Potential drop in business confidence
The Budget’s measures have led to a decline in business confidence, with surveys showing sentiment at a four-month low. Small business owners often rely on confidence in future trading prospects to make investment decisions, from expanding product lines to investing in new premises. With the current economic climate showing signs of instability, business owners may adopt a ‘wait-and-see’ approach, which could limit innovation and reduce overall economic dynamism.

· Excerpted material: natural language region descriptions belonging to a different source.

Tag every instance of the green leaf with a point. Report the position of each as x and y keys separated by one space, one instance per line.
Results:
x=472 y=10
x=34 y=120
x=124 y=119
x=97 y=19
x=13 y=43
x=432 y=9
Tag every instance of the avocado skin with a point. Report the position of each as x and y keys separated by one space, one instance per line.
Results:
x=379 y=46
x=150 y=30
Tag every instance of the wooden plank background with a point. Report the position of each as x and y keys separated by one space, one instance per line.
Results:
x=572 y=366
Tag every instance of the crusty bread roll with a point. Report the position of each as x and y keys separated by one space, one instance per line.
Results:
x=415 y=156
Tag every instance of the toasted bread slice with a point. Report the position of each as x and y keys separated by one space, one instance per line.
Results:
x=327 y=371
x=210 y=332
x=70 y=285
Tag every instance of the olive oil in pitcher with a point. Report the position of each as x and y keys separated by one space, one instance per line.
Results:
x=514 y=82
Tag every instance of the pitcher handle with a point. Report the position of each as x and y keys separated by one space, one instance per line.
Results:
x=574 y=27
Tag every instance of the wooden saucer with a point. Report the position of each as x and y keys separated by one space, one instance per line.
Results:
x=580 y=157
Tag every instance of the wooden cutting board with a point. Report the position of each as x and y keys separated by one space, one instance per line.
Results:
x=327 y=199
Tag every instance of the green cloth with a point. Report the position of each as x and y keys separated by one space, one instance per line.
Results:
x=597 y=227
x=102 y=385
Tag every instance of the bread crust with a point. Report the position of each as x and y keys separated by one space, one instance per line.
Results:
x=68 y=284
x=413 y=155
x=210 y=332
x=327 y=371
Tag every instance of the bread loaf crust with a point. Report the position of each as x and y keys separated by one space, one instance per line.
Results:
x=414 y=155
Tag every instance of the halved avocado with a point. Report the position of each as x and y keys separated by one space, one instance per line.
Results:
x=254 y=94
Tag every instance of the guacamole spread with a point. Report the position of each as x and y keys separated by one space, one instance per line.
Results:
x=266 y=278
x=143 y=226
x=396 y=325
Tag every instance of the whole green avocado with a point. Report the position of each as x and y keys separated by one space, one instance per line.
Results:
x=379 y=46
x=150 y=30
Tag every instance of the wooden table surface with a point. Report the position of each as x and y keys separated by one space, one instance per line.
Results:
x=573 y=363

Changes to hiring practices
As labour costs rise, small businesses may reassess their hiring strategies, potentially focusing on retaining current employees rather than expanding their workforce. The wage increase, while a positive step for employees, is a substantial cost for employers, particularly for those employing part-time or low-wage workers. Additionally, with increased NICs, the overall cost per employee becomes higher, discouraging firms from expanding their teams.
Some small businesses may consider alternative employment structures, such as contracting freelancers or exploring automation in order to limit payroll costs. However, the shift toward automation is only feasible in certain industries and may be limited by the upfront investment required, which can be a barrier for small firms with tight cash flow.
Impact on entrepreneurial activity
The hike in capital gains tax is also likely to affect entrepreneurial activity and investment. For those considering selling their business or assets, the increased CGT rates reduce net returns, which may discourage some from pursuing new ventures. Entrepreneurs looking to exit or scale down their involvement in business may now find it less appealing to sell, given the reduced financial incentive.
In addition, the CGT increase could discourage angel investors and venture capitalists, who often play a crucial role in funding small businesses, particularly in early stages. With lower post-tax returns, investors might become more selective, potentially reducing the availability of capital for innovative startups and small business ventures.
Long-term considerations and adaptations
The full impact of the Autumn Budget 2024 will unfold over time, and small businesses will need to adopt strategies to mitigate these challenges. For instance, firms could focus on enhancing productivity to offset wage and tax increases. This might involve investing in digital tools, training programs, or more efficient business processes, all of which can reduce costs and improve service delivery.
Furthermore, collaboration among small businesses could become more important. Many small firms already rely on partnerships to share costs and expertise, and the pressures introduced by the Budget might accelerate this trend. For example, shared workspaces, joint marketing initiatives, or cooperative purchasing agreements could help businesses remain competitive and manage costs. Women, in particular, can access support in building their business at Women’s Business Club.
Government support, such as access to low-interest loans or grants for innovation and productivity-enhancing projects, will be crucial in helping small businesses navigate these changes. Policymakers may also consider extending targeted tax reliefs for sectors that are particularly affected, such as retail and hospitality.
The Autumn Budget 2024 presents a mixed picture for small businesses in the UK. While the Budget’s intent is to stabilise public finances, the increase in NICs, capital gains tax, and minimum wage have introduced new costs and challenges for small businesses, many of which are still grappling with the impacts of the pandemic and inflation. In response, small businesses may need to innovate, streamline operations, and build resilience to withstand these financial pressures.